A patient in New Zealand last week became the first person to be injected with a drug that is designed to powerfully and permanently lower cholesterol, ushering in a critical test of Crispr gene-editing technology.
That Crispr is already moving out of the realm of rare diseases and into a common one is a significant development. This trial also comes when new types of gene editors are proliferating, and it could help tip the scales toward some over others.
To bring Crispr to the masses, Verve turned to a newer variation of Crispr called “base editing.” Whereas the original gene-editing tool, Crispr-Cas9, uses a two-part system — “guide RNA” ferries an enzyme called Cas9 to a selected stretch of DNA, which the Cas9 snips out — base editing uses guide RNA alongside a different enzyme capable of changing individual DNA building blocks, or nucleotides.
Such precise, single-letter swaps could be used to fix DNA in people with rare genetic diseases caused by just one wrong letter — an A (adenosine) that should be a G (guanosine), for instance, or a C (cytosine) that should be a T (thymine).
That type of subtle change, if made in just the right spot, could also be used to stop cells from churning out a troublesome protein. That’s Verve’s approach. The company’s one-time injection changes a single letter of DNA in the instructions for building a protein called PCSK9, which is known to drive up levels of LDL, or “bad” cholesterol.
Verve plans to aim the drug at the roughly 1 million people in the US with an inherited form of dangerously high cholesterol called familial hypercholesterolemia. Long term, however, the company thinks its therapy could offer a permanent, potentially more effective alternative to the statins that millions of Americans take every day. In that distant and still theoretical future, the average person could get Verve’s one-time shot to keep cholesterol low enough to avoid heart attacks altogether.

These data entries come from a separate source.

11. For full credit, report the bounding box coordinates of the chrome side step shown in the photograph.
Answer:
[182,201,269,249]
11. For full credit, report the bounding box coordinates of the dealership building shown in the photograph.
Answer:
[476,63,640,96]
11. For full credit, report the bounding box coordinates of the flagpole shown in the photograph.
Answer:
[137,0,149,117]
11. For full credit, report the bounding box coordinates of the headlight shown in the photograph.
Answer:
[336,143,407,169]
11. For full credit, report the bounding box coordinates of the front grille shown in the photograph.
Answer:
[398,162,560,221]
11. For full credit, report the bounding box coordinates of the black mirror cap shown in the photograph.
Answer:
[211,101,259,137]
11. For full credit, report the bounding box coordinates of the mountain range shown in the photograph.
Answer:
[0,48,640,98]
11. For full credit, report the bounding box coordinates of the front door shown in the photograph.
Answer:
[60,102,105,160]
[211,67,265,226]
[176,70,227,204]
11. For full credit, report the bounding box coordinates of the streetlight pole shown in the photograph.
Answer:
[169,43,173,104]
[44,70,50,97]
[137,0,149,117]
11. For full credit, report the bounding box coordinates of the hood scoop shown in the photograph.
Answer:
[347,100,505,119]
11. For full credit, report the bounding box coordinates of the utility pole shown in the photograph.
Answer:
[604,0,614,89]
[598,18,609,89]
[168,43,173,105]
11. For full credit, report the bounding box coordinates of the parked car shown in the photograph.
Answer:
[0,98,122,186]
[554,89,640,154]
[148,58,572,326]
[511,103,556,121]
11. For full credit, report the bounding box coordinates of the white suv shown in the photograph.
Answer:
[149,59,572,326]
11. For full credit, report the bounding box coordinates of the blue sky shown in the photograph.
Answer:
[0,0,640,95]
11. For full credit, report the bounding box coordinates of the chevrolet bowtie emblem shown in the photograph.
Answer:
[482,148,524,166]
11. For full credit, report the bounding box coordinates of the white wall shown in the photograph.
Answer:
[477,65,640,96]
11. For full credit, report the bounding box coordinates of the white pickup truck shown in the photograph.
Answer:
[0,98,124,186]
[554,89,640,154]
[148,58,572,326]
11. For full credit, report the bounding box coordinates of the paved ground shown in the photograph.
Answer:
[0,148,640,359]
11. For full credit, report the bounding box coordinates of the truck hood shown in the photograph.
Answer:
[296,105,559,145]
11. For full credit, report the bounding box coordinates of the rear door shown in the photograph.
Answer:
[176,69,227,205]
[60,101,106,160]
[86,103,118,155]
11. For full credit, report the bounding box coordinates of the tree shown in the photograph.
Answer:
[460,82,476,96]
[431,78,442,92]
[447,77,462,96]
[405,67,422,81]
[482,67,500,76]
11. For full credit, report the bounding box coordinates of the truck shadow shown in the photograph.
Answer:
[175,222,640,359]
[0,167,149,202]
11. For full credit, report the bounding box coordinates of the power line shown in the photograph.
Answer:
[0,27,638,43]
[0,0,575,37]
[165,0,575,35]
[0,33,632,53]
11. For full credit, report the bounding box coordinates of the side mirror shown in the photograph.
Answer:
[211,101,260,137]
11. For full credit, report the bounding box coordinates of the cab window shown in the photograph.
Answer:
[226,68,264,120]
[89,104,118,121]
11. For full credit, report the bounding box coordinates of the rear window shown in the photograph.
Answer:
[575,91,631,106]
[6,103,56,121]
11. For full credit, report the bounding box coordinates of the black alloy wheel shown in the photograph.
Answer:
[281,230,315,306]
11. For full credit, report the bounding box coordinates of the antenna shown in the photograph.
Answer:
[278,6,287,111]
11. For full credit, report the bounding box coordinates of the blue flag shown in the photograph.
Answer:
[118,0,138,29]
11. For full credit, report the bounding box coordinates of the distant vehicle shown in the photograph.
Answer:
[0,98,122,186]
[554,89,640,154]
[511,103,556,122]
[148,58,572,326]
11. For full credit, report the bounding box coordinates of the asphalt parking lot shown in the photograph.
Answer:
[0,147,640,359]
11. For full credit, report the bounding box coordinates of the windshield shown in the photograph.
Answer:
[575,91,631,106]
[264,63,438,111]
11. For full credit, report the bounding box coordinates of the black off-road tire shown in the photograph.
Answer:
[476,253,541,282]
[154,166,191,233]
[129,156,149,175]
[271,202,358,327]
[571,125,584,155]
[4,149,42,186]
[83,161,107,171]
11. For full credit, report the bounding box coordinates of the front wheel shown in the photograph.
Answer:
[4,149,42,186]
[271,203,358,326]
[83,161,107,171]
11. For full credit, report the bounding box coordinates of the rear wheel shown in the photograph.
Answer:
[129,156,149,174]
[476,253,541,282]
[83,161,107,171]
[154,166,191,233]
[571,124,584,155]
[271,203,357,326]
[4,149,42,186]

When developing the therapy, Verve assumed it would use the original Crispr gene editor. But after spending six months in the lab comparing Crispr, base editing and several other next-generation editors, base editing won out, in large part because of its precision. Verve licensed the technology from Beam Therapeutics, which was founded in 2017 based on discoveries made by Broad Institute scientist David Liu.
A second reason for using base editors was safety, Verve’s Chief Scientific Officer Andrew Bellinger told me. Base editors modify the genetic code without making breaks in DNA. Scientists have worried the kind of double-stranded breaks made by Crispr-Cas9 could introduce a range of permanent errors if the DNA didn’t paste itself back together correctly. The risk of such errors is especially worrisome when chasing a disease that affects millions of people.
Base editors, for their part, could introduce a different kind of error, in which random single-letter changes are made to DNA, academic research suggests. But Verve is convinced that’s more of a theoretical risk than a real one. At the Food and Drug Administration’s behest, the company has already done extensive experiments to evaluate the risk, Bellinger said.
So far, the approach has worked remarkably well in monkeys. Now, the company will be the first to find out whether the promise of those single-letter edits carries over into humans. The trial is starting in New Zealand with 40 subjects, but Verve hopes to eventually receive permission to enroll people in the UK and the US.
When the initial swath of data from the study comes out next year, scientists and investors alike will go through it with a fine-tooth comb to understand three critical questions: How well does it work to lower cholesterol? Does cholesterol stay low forever? Are there any unexpected safety concerns?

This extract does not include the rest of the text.